Apesar de Basile ser um escritor esquecido atualmente, o italiano influenciou autores como os irmãos Grimm, Andersen ou Perrault, que se inspiraram em seus contos ao escrever Cinderela, A Bela Adormecida ou O Gato de Botas.

Talvez por isto exista uma sensação de familiaridade com as histórias de Giambattista Basile, chamado por Italo Calvino como "o sonho de um Shakespeare napolitano deformado", onde "a grosseria se mistura com o sublime".

Na incursão italiana pelo gênero "fantasia", tão explorado em Hollywood, a intenção de Garrone era mostrar como os contos repassados pela tradição oral popular encontram ressonância e questionam obsessões contemporâneas.

Violento desejo de juventude e beleza - incluindo uma sátira da cirurgia estética já presente nos relatos de Basile com quatro séculos de antecedência -, obsessão da rainha triste de 'Selvascura' (Hayek) por ser mãe a qualquer custo, ou a traumática iniciação de uma princesa na idade adulta: o filme de Garrone aborda, sob um aspecto de fábula, temas universais.

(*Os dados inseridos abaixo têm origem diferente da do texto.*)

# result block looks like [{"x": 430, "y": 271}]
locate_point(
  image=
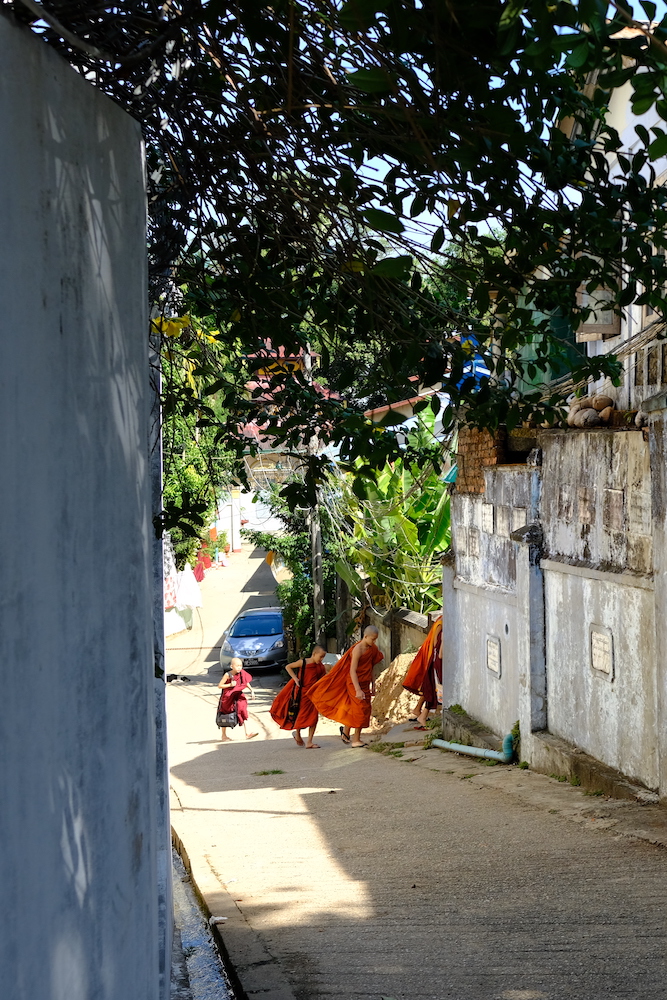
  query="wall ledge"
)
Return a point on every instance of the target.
[
  {"x": 482, "y": 590},
  {"x": 623, "y": 579}
]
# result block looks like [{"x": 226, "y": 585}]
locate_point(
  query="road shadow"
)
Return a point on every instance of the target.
[{"x": 444, "y": 889}]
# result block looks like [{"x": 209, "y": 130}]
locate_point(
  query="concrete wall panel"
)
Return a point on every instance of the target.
[
  {"x": 611, "y": 716},
  {"x": 77, "y": 825},
  {"x": 488, "y": 696}
]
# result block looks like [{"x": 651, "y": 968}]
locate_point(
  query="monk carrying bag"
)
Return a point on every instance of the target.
[
  {"x": 295, "y": 701},
  {"x": 226, "y": 720}
]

"A chave do filme é o desejo, que evolui para obsessão e gera conflitos", declarou Garrone à imprensa.

"Basile é um autor universal muito rico do ponto de vista visual", completou o italiano sobre o filme, bastante diferente do realismo cruel de "Gomorra", o filme sobre a máfia napolitana que o lançou para a fama em 2008 e recebeu o Grande Prêmio do Júri em Cannes.

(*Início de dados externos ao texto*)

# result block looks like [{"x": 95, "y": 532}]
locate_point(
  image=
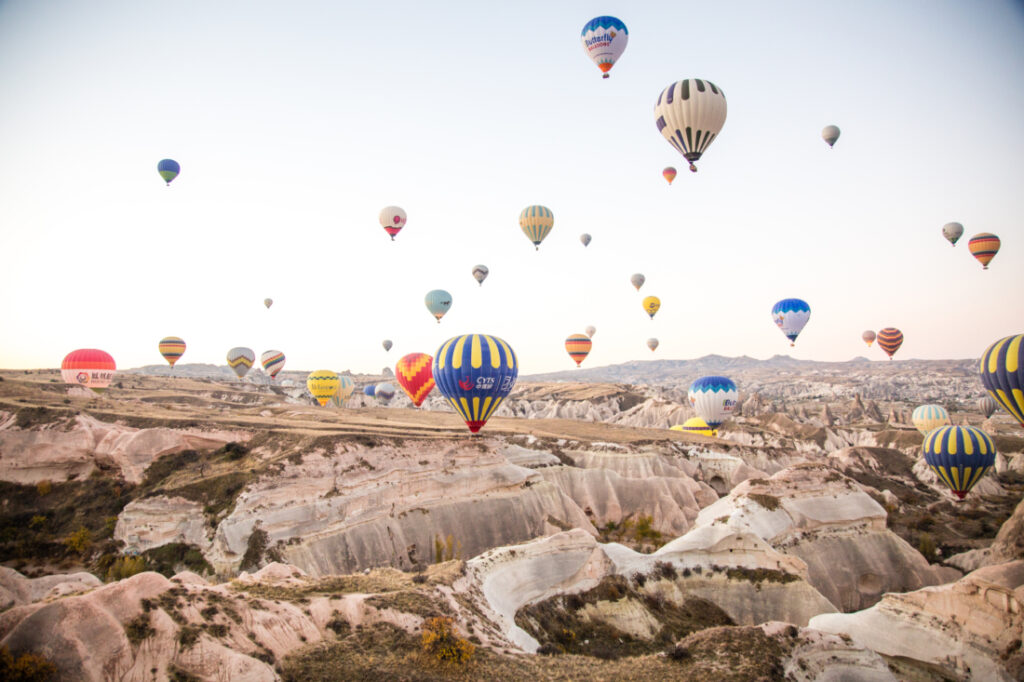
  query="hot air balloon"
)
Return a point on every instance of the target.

A opção pela língua inglesa foi uma decisão para evitar localizar a ação ou os cenários do filme, rodado em um castelo do século XIII de Apulia (sul da Itália) e outros da Sicília e Abruzzo.

O filme conta com um figurino suntuoso, belas paisagens, animais mitológicos e a trilha sonora eficaz do francês Alexandre Desplat.

O prazer do conto

Com momentos pesados - a rainha interpretada por Hayek chega a comer o coração de um monstro marinho -, a trama passa do horror às risadas em questão de segundos.

A atriz mexicana revelou detalhes das filmagens e contou que para esta cena, Garrone insistiu que dentro do coração gigante estivesse um coração animal real, além de outro alimentos.

"Foi asqueroso", disse.

"Por sorte, Valentina (sua filha de 7 anos) estava no set e disse: Mamãe, você pode ir lá atrás e botar tudo para fora!".

Com orçamento relativamente limitado, o filme do diretor de 46 anos pode causar estranheza aos espectadores acostumados com os efeitos especiais hollywoodianos.

Assim, o italiano optou por insistir no fascínio da narrativa fantasiosa, com várias surpresas, e no fascínio de contar a história.

"Um trabalho artesanal", disse Garrone.

O tratamento cru por Garrone, com toques de horror, violência e sexo, coloca o filme próximo de obras de fantasia para adultos, mais ao estilo da série "Game of Thrones" do que de filmes da Disney.

Hayek revelou ainda como é trabalhar com o cineasta italiano, que a fez repetir uma cena que ela considerava perfeita.

"Ele disse 'ficou bom, mas eu já vi em outro lugar'. Isto é o que mais define Mateo como diretor: a cena não tem apenas que ser boa, tem que ser sua", disse a atriz.

Além do filme italiano, a competição oficial também assiste nesta quinta-feira "Our Little Sister", do japonês Hirokazu Koreeda.